If you do decide to take money from the reserve, then the interest rate applied to this will be what’s available at the time. This could be higher or lower than the interest rate we offered when you first took out our lifetime mortgage.
Moving home
It’s recommended to check whether your equity release provider allows you to transfer your plan to a new home. If not, this might leave you in a less flexible position for the duration of your lifetime mortgage.

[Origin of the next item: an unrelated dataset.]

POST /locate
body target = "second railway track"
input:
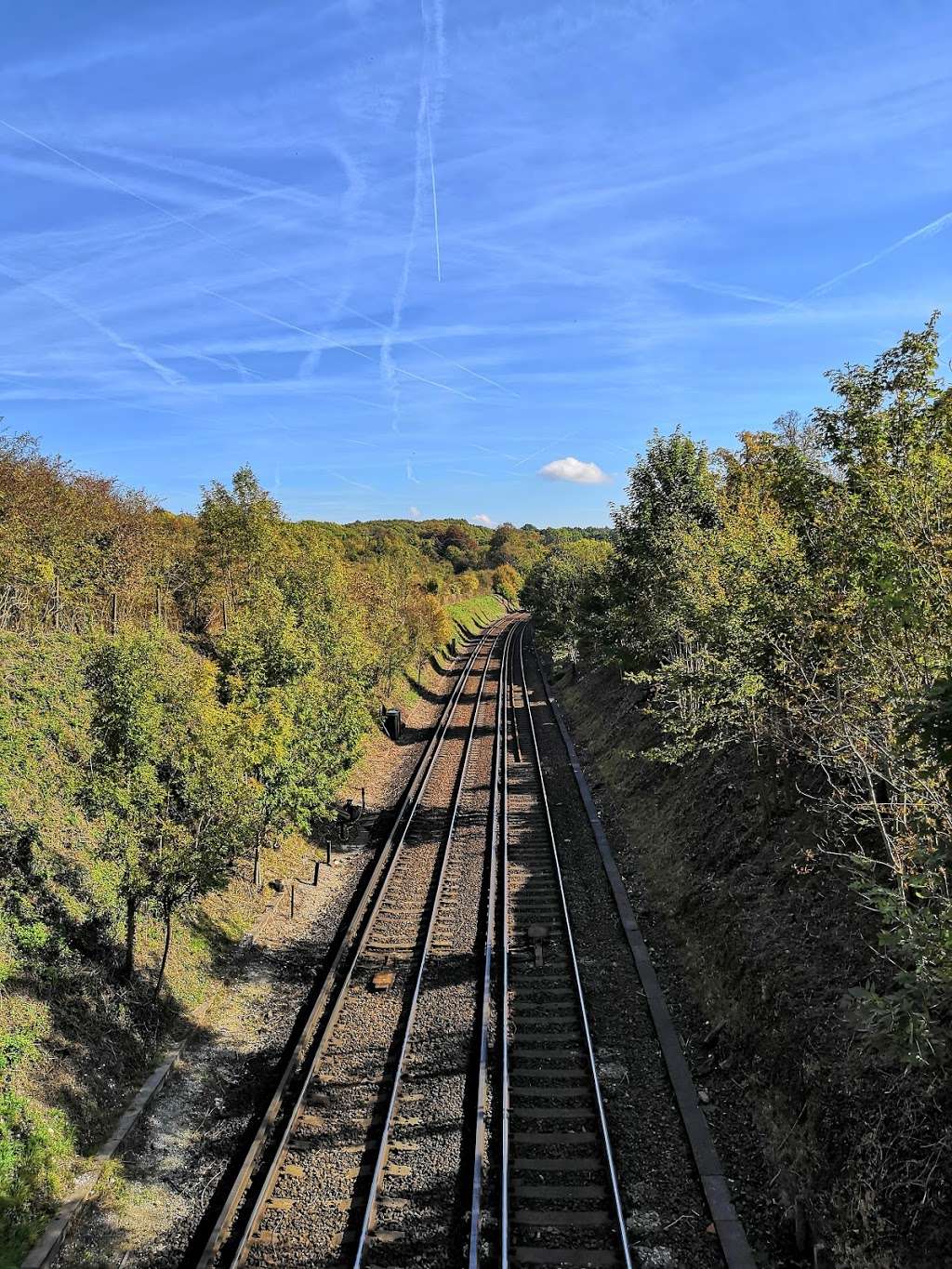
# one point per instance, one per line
(443, 1105)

With our lifetime mortgage, you can move home and take your policy with you. However, this depends on whether your new property meets our lending criteria at the time, and you’ll need to agree this with us. If your new home is worth less than your current one, you might need to repay some of the loan and interest. If the property doesn't meet our lending criteria you'll need to repay the loan and interest as well as a potentially substantial early repayment charge. Though you may be able to use our downsizing protection feature to repay the lifetime mortgage with no early repayment charge, subject to terms and conditions. We recommend speaking to a financial adviser before making any decisions on moving home with a lifetime mortgage.
In summary
To summarise, there are regulations and standards in place – set by the Equity Release Council and Financial Conduct Authority – to keep the equity release market safe for consumers. However, whether equity release is safe for you personally is dependent on your own specific circumstances. You must take financial advice from a regulated financial adviser before taking out equity release. They can go through all of the risks and considerations with you.